K. Humoristische Gedichte von Eugen Roth (1895-1976)

  1. Der Meister—Ein Mensch sitzt da, ein schläfrig trüber,/ ein andrer döst ihm gegenüber./ Sie reden nichts, sie stieren stumm./ Mein Gott, denkst du, sind die zwei dumm./ Der eine brummt, wie nebenbei/ ganz langsam: Tc6-c2./ Der andre wird allmählich wach/ und knurrt: Da3-g3: Schach!/ Der erste, weiter nicht erregt,/ starrt vor sich hin und überlegt./ Dann plötzlich, vor Erstaunen platt,/ seufzt er ein einzig Wörtlein: Matt!/ Und die du hieltst für niedre Geister,/ erkennst du jetzt als hohe Meister!

  2. Wandel---Ein Mensch möcht, neunzehnhundertsiebzehn,/ bei der Regierung sich beliebt sehn./ Doch muss er, neunzehnhundertachtzehn,/ schon andre, leider, an der Macht sehn./ Klug will er, neunzehnhundertneunzehn,/ sich als der Kommunisten Freund sehn./ So wandelt unser Mensch sich fleißig/ auch neunzehnhundertdreiunddreißig./ Und, zeitig merkt man´s, er geniert sich/ nicht neunzehnhundertfünfundvierzig./ Er denkt sich, als ein halber Held,/ verstellt ist noch nicht umgestellt./ Wir dürfen, wenn auch leicht betroffen,/ noch allerhand von ihm erhoffen.

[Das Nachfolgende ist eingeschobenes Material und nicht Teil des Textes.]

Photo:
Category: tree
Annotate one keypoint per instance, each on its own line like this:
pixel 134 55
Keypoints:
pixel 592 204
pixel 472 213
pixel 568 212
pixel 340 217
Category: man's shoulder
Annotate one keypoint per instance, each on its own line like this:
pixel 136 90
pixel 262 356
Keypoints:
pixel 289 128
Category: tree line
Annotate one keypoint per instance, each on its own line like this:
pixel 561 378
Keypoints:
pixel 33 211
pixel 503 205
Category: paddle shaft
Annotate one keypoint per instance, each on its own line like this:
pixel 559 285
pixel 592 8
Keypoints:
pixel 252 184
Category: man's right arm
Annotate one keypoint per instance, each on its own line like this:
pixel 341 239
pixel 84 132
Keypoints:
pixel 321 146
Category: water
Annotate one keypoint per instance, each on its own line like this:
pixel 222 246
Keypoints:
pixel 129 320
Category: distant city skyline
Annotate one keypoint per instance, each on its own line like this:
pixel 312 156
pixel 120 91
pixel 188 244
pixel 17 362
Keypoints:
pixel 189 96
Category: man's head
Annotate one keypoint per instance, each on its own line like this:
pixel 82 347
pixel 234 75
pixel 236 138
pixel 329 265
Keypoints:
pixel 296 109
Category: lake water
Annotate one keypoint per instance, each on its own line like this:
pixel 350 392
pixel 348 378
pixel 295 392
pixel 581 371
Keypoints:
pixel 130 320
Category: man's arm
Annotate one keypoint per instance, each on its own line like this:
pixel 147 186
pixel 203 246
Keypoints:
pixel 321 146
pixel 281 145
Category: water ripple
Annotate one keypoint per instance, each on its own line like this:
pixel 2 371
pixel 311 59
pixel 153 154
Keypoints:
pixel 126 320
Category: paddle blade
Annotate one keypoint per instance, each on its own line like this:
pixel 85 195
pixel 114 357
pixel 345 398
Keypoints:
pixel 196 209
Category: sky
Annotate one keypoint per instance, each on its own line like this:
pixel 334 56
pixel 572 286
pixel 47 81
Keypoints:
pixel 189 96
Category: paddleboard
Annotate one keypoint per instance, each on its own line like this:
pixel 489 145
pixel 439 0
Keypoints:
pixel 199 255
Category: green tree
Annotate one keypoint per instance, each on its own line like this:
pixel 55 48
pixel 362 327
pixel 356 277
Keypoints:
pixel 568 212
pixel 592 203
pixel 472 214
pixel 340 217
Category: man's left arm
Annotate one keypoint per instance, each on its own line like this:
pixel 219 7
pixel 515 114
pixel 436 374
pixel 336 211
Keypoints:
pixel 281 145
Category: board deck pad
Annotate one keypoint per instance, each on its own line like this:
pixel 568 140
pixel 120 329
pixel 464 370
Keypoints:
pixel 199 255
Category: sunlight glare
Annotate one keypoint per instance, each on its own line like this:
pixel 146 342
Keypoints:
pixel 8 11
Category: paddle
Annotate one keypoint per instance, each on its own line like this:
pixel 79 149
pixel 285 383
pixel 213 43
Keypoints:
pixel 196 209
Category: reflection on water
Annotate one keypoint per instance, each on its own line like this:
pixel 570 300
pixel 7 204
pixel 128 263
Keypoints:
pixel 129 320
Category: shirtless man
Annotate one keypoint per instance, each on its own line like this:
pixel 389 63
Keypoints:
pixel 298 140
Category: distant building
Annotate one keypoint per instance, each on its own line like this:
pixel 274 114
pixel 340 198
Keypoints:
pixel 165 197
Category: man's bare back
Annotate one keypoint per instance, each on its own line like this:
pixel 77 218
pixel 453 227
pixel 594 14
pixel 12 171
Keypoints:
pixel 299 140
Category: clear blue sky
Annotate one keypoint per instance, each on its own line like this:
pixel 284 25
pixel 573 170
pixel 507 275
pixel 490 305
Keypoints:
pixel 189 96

  3. Voreilig--- Ein Mensch in seinem ersten Zorn/ wirft leicht die Flinte in das Korn,/ und wenn ihm dann der Zorn verfliegt,/ die Flinte wo im Korne liegt./ Der Mensch bedarf dann mancher Finte,/ zu kriegen eine neue Flinte.

  4. Sprichwörtliches--- Ein Mensch bemerkt mit bitterm Zorn,/ dass keine Rose ohne Dorn./ Doch muss ihn noch viel mehr erbosen,/ dass sehr viel Dornen ohne Rosen.

  5. Man wird bescheiden--- Ein Mensch erhofft sich fromm und still,/ dass er einst das kriegt, was er will./ Bis er dann doch dem Wahn erliegt/ und schließlich das will, was er kriegt.

  6. Allzu eifrig--- Ein Mensch sagt – und ist stolz darauf - / er geh in seinen Pflichten auf./ Bald aber, nicht mehr ganz so munter,/ geht er in seinen Pflichten unter.

  7. Das Bessere--- Ein Mensch denkt logisch, Schritt für Schritt,/ jedoch, er kommt nicht weit damit./ Ein andrer Mensch ist besser dran:/ Er fängt ganz schlicht zu glauben an./ Im Staube bleibt Verstand oft liegen - / Der Glaube aber kann auch fliegen!

  8. Feingefühl--- Ein Mensch sieht ein – und das ist wichtig:/ Nichts ist ganz falsch und nichts ganz richtig!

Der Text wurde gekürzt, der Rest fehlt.